Customer Success vs. Customer Experience

While these two terms have different meanings for many, in B2B SaaS they have specific meanings that can help drive success.


Joseph Loria

4/24/20232 min read

Since launching RetentionworCX (focused on the customer experiences of B2B SaaS businesses), I’ve bumped into some debate regarding the term “customer experience.” I’m intending to lend clarity here, but let’s see if I end up stirring up a hornet's nest instead. One disclaimer up front is that I’m no B2C expert.

The History of Customer Success

First, let’s acknowledge the obvious – Customer Success (CS) is closely associated with B2B, whereas Customer Experience (CX) aligns more with B2C. The question is why, and for that, we need to dig into the B2B archives and review how Customer Success came to be.

Specifically, let’s look at that post-sale experience through the decades:

  • 💾 1990s
    Software purchases are transactional (perpetual licensing!), so there is only Customer Service. Any real experience comes mostly from 3rd parties.

  • 📀 2000s
    A post-sale experience emerges as Onboarding/Implementation is added, but this is heavy in the first 90 days or so, and then…Customer Service again.

  • 📱 2010s
    With subscription sales taking over, we finally see a bridge between Onboarding and Customer Service, and thus “Customer Success” is born.

This explains the origin of Customer Success, which was to fill the gap between Onboarding and Support, simply because subscription required an ongoing customer relationship.

The Misunderstanding of CS

Wait, CS as additive? Those of us around in the 2010s didn’t experience it that way, did we? “Customer Success” was used for everything, a new function serving as a total replacement for Onboarding, Training, Services, and Support. Somehow, our incremental answer to the subscription relationship became the default for the entire post-sale function, which ended up hurting CS along the way.

CX versus CS

“Customer Experience,” then, represents the entire post-sale function, from Onboarding and Training through Services and Support. Yes, it includes Customer Success as one function, the incremental role in a Customer Experience that ensures the customer derives value from their purchase.

To go one further and emphasize the negative:

  • Customer Success is not training

  • Customer Success is not services

  • Customer Success is not support

  • Customer Success is not onboarding

This is why CS struggles. It has simply been asked to do too much, to be the jack of all trades, but master of none. If you are in Customer Success and you are doing those things listed above, be aware that you’re not being set up for success.

Earlier-stage companies are somewhat exempt. In their infancy, cost prohibits specialization. The key, though, is understanding that resources are doing multiple roles, and the lack of specialization cannot continue indefinitely. Awareness is critical. Track workloads across these functions, even if it’s all done by CS, and be ready to split into separate roles when the workload supports it.

This is how you make CS successful and create a CX that boosts net revenue retention.

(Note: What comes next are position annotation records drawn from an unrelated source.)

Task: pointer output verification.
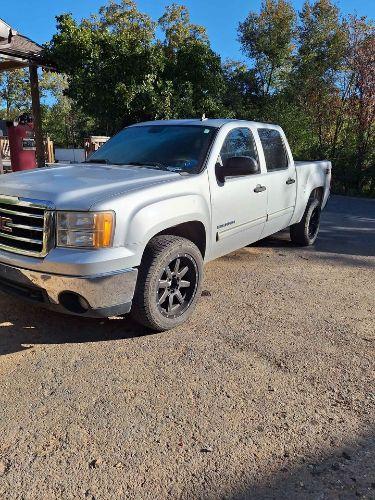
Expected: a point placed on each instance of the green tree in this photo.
(319, 66)
(15, 93)
(191, 68)
(110, 64)
(267, 39)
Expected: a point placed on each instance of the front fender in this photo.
(160, 215)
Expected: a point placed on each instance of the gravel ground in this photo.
(268, 392)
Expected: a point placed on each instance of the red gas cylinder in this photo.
(22, 144)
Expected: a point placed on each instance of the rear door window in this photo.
(274, 149)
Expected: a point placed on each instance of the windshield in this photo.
(178, 148)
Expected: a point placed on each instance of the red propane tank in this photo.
(22, 144)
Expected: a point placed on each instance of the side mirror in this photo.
(237, 166)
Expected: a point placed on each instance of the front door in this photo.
(239, 205)
(280, 181)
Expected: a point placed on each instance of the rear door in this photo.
(280, 179)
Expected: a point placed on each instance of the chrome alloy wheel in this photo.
(177, 286)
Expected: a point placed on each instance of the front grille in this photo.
(24, 226)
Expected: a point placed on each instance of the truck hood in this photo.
(78, 187)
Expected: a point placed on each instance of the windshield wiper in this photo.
(149, 164)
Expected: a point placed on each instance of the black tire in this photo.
(157, 282)
(306, 231)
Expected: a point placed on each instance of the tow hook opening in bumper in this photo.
(74, 303)
(100, 295)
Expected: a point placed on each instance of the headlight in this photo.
(85, 229)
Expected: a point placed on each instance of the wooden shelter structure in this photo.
(18, 51)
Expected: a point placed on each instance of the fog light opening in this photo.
(74, 302)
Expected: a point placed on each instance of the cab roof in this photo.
(216, 123)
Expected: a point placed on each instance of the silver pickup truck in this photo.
(130, 229)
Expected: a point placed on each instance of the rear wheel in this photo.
(169, 283)
(306, 231)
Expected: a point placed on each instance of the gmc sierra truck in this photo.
(129, 229)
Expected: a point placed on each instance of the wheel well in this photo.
(317, 194)
(193, 231)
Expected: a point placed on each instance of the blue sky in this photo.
(36, 18)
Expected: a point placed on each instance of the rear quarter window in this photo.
(274, 149)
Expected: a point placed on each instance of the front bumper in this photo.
(102, 295)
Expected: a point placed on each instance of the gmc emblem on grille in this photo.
(4, 224)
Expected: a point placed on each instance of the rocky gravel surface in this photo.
(268, 392)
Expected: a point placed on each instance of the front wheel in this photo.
(169, 283)
(306, 231)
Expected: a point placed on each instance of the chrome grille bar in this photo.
(26, 226)
(29, 228)
(20, 238)
(21, 214)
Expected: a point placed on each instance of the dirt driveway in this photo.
(268, 392)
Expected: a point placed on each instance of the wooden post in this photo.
(35, 99)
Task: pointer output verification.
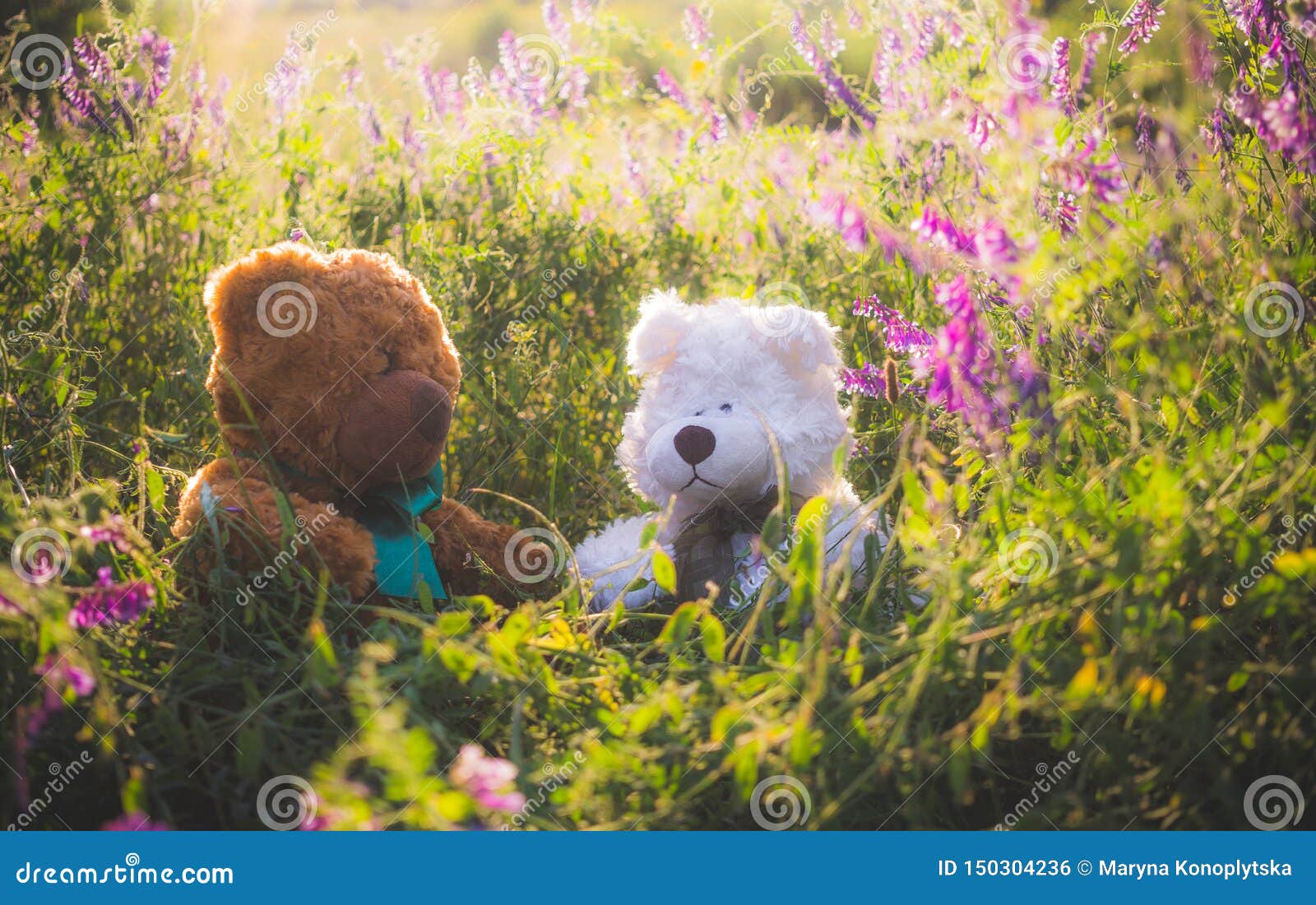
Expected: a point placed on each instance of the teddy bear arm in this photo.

I’ve kept this focused on post-sale, but we all know the customer experience starts well before purchase. Prospects interact with content, events, and ads, and talk with business development and sales representatives, and experience the actual product through demos and eventual use. All good topics for another discussion.


CX = the Customer Experience across all post-sale functions.
CS = the function inside CX that ensures customers derive value.